Digitalisasi percepat pengentasan kemiskinan

Jakarta (ANTARA) - Menteri Komunikasi dan Digital Meutya Hafid menegaskan digitalisasi tidak boleh berhenti pada pembangunan sistem, tetapi harus memberi dampak langsung bagi kehidupan masyarakat, terutama dalam percepatan pengentasan kemiskinan.
“Kami siap berkolaborasi dengan Badan Percepatan Pengentasan Kemiskinan karena hal ini merupakan salah satu perhatian Bapak Presiden. Kita akan pilih prioritas kerja sama dalam program-program yang langsung dirasakan manfaatnya oleh masyarakat,” ujar Menteri Komunikasi dan Digital Meutya Hafid pada acara Penandatanganan Nota Kesepahaman antara Kemkomdigi dan BP Taskin bertajuk “Sinergitas Program Bidang Percepatan Pengentasan Kemiskinan dengan Bidang Komunikasi dan Informasi” di Kantor Kementerian Komunikasi dan Digital (Kemkomdigi), Jakarta Pusat, Rabu (4/2).
Meutya mengatakan pemerintah tengah menyiapkan sistem digital yang terintegrasi untuk memastikan bantuan sosial dan program pemberdayaan ekonomi tepat sasaran serta diterima oleh warga miskin yang berhak.
Menurutnya, sistem tersebut juga diharapkan dapat membuka akses usaha dan sumber pendapatan bagi kelompok rentan melalui pemanfaatan teknologi digital.
Upaya tersebut dijalankan melalui kerja sama antara Kementerian Komunikasi dan Digital dan Badan Percepatan Pengentasan Kemiskinan (BP Taskin) yang menitikberatkan pada penggunaan teknologi digital guna meningkatkan akurasi penyaluran bantuan dan memperkuat kemandirian ekonomi masyarakat miskin.
Meutya menilai kolaborasi lintas kementerian dan lembaga menjadi prasyarat utama dalam mempercepat pengentasan kemiskinan, terutama melalui pemanfaatan teknologi digital yang terintegrasi dalam sistem pemerintahan.
Digitalisasi menjadi fondasi penting, lanjut Meutya, untuk memastikan program perlindungan sosial dan pemberdayaan masyarakat berjalan lebih efektif, transparan, dan tepat sasaran.
“Kami juga sepakat bahwa kolaborasi lintas kementerian pasti diperlukan, dan dalam sentralisasi digitalisasi pemerintahan, pintunya berada di Kementerian Komunikasi dan Digital,” tegasnya.
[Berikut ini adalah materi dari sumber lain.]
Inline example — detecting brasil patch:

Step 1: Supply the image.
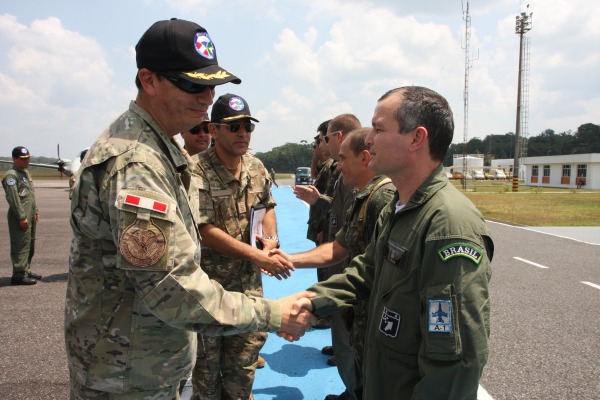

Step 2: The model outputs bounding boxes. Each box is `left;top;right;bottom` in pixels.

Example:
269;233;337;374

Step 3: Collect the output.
438;243;483;265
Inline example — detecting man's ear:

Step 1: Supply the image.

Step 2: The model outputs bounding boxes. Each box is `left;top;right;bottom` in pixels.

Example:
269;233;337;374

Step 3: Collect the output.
138;68;158;96
411;126;429;150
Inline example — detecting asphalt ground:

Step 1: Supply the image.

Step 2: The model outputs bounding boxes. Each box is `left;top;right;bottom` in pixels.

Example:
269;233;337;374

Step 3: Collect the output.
0;179;600;400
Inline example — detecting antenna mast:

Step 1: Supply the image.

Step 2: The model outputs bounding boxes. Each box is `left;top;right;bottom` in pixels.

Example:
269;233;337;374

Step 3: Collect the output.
512;4;533;192
462;1;473;190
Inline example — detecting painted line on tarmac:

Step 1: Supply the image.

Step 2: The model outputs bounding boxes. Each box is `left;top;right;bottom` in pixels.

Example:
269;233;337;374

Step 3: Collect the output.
477;385;494;400
581;281;600;289
513;257;548;269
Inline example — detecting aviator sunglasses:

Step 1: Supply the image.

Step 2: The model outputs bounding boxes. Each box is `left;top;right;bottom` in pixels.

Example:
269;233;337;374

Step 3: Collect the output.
215;122;256;133
160;72;215;94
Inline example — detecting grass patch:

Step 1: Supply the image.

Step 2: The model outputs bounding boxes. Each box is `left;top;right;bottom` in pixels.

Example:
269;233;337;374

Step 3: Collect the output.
464;190;600;226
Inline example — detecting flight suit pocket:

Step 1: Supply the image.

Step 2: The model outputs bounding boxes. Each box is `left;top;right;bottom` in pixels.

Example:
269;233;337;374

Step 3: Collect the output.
422;284;462;361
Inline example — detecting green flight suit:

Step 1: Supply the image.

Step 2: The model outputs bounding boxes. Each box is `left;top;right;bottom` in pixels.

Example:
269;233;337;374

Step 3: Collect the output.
309;164;494;400
335;175;396;391
2;164;39;279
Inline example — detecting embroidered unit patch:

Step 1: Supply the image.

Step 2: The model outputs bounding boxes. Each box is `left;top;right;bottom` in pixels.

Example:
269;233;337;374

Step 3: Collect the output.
119;222;167;267
428;300;452;333
124;194;169;214
438;243;483;265
194;32;215;60
229;97;246;111
379;307;401;337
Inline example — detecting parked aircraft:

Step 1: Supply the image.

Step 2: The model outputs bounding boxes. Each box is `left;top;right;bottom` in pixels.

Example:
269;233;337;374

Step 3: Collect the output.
0;146;89;176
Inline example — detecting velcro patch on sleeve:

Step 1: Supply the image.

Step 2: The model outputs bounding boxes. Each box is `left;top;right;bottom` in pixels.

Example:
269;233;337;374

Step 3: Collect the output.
437;243;483;265
123;194;169;214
Ia menjelaskan peran Kemkomdigi tidak hanya terbatas pada penyediaan infrastruktur dan sistem digital, tetapi juga mencakup penguatan kapasitas masyarakat agar mampu memanfaatkan teknologi secara produktif.
Sementara itu, Kepala BP Taskin Budiman Sudjatmiko mengatakan sektor digital memiliki peran strategis dalam upaya pengentasan kemiskinan dan peningkatan kualitas sumber daya manusia.
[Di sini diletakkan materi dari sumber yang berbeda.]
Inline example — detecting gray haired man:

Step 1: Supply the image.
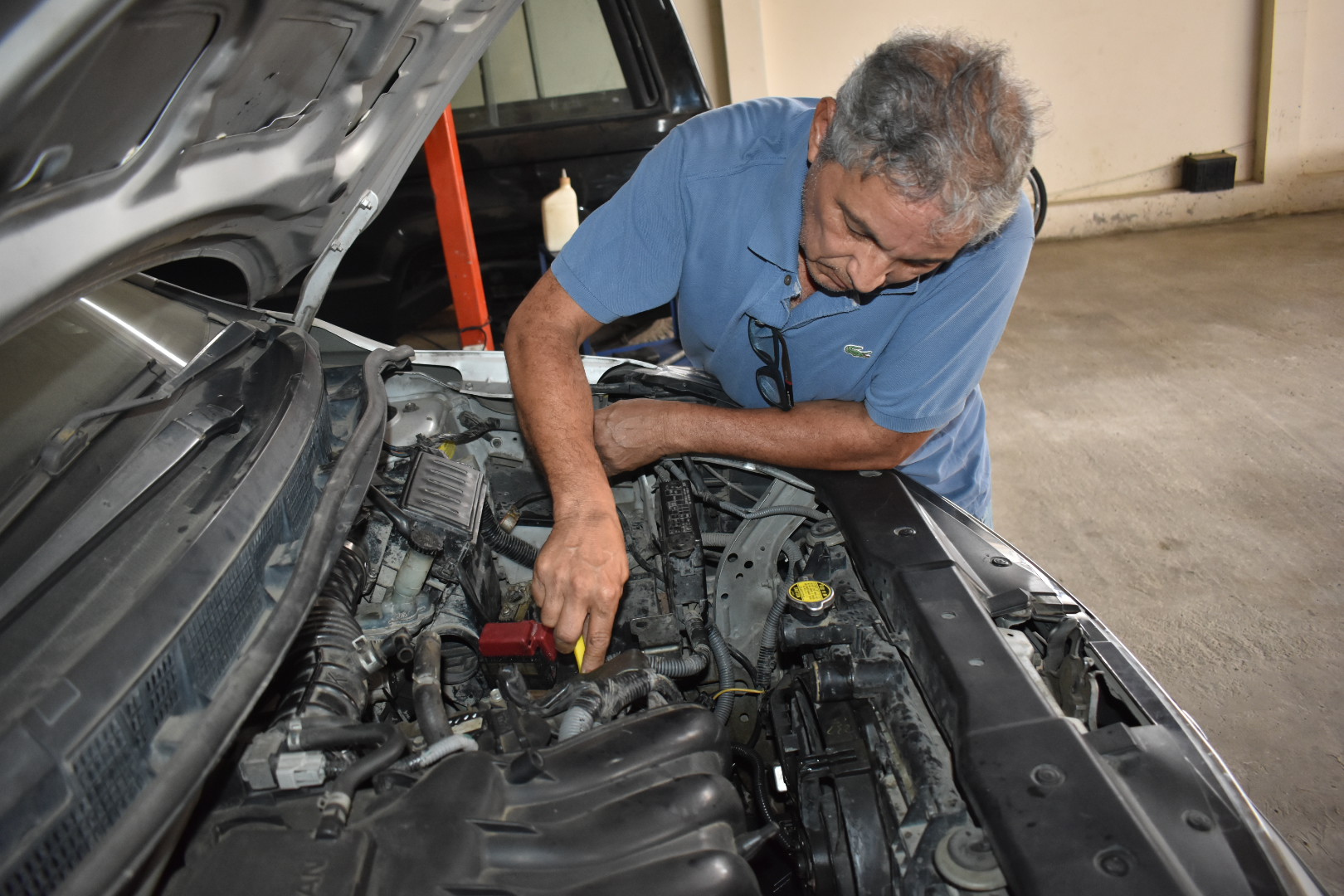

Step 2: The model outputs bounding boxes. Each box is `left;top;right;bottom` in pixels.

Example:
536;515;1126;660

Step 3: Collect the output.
505;32;1035;669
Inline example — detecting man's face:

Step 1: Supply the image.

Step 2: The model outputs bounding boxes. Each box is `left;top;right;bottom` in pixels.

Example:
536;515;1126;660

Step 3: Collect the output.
798;161;969;297
798;98;971;298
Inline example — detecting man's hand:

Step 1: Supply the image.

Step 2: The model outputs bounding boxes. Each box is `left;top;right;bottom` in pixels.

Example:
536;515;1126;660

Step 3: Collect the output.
592;397;674;475
533;506;631;672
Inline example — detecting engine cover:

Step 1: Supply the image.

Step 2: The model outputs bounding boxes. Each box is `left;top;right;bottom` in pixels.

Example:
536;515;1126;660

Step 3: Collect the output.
169;705;759;896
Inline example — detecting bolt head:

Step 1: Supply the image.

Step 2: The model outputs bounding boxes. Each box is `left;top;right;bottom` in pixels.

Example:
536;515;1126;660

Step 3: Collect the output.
1093;846;1134;877
1181;809;1214;830
1031;763;1064;787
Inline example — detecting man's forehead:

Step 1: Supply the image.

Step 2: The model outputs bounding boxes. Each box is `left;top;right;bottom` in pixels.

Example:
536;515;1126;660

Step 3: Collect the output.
835;169;971;258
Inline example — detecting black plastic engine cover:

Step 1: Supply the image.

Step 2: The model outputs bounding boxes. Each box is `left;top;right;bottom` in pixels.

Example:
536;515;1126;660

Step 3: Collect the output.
169;705;759;896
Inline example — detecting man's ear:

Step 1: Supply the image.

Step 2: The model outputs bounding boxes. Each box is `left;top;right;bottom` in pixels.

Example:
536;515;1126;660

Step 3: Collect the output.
808;97;836;164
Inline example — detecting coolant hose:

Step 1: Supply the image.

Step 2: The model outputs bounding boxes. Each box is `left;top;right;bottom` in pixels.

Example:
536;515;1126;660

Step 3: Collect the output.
411;631;453;746
275;542;368;723
398;735;480;771
720;501;830;523
757;588;789;690
704;625;734;725
481;501;536;570
559;669;681;740
733;744;780;825
649;645;709;679
295;723;406;840
558;683;602;740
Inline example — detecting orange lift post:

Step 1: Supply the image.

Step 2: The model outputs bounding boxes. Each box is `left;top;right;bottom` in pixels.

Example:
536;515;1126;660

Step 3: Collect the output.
425;106;494;349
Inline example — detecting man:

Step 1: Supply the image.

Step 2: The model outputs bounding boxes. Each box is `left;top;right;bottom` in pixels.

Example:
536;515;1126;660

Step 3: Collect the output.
505;32;1034;669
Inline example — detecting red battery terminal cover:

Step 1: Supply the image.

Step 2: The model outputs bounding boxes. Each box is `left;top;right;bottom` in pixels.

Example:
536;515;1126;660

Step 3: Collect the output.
480;621;557;662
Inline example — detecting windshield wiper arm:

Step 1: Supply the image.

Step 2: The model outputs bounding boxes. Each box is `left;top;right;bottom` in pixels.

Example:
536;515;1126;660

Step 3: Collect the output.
0;321;258;532
37;321;258;475
0;397;243;619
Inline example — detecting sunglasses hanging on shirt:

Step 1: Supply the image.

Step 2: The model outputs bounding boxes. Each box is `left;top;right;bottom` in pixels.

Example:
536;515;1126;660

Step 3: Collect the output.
747;317;793;411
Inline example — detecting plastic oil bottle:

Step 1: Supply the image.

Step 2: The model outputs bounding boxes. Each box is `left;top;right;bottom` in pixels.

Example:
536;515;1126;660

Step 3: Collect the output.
542;168;579;256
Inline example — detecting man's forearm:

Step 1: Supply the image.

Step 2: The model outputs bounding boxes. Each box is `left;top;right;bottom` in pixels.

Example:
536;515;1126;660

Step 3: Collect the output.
598;402;930;470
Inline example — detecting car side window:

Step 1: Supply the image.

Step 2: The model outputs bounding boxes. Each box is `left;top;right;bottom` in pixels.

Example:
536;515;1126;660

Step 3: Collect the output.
453;0;635;133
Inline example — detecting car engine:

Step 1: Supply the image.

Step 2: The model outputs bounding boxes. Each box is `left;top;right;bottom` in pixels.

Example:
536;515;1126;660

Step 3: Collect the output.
157;371;1247;896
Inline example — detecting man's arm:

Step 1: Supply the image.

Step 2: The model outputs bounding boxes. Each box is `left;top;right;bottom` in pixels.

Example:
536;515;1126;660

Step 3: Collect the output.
504;271;631;670
594;399;933;473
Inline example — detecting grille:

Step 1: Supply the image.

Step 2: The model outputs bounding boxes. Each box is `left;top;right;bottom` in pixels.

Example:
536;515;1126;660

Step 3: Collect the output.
0;402;329;896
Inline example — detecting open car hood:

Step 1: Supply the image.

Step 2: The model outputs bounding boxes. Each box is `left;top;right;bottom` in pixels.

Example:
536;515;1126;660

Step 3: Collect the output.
0;0;519;338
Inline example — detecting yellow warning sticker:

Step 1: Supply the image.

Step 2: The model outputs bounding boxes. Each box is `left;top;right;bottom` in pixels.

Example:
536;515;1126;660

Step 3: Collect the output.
789;582;830;603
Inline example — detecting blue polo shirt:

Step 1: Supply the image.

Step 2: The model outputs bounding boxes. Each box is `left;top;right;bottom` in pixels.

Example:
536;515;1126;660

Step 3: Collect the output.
553;97;1032;523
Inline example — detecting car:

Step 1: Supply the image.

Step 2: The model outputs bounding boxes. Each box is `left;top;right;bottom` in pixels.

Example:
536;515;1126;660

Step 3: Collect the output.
152;0;711;348
0;0;1322;896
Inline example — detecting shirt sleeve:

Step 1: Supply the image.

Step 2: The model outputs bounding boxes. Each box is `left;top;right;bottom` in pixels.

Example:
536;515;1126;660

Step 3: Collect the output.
864;202;1032;432
551;128;687;324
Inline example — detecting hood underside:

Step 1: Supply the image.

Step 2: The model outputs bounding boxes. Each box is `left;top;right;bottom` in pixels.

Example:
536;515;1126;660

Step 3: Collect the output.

Menurut Budiman, akses terhadap teknologi digital membuka peluang ekonomi baru yang dapat dimanfaatkan masyarakat di tingkat akar rumput.
Ia menjelaskan BP Taskin memiliki inisiatif program Sinergi Percepatan Pengentasan Kemiskinan atau SITASKIN dengan pendekatan Berdata, Berdana, dan Berdaya.
Melalui skema tersebut, masyarakat dapat memperoleh manfaat ekonomi dari aktivitas sosial yang memberikan dampak positif bagi lingkungan dan komunitas sekitarnya.
"Orang yang telah berkontribusi dengan baik mendapatkan Poin Amal Sosial yang bisa ditukar di dalam komunitasnya," jelas Budiman.
Budiman berharap Kemkomdigi dapat memberikan dukungan penyediaan teknologi agar program tersebut berjalan lebih efektif dan meningkatkan partisipasi aktif masyarakat.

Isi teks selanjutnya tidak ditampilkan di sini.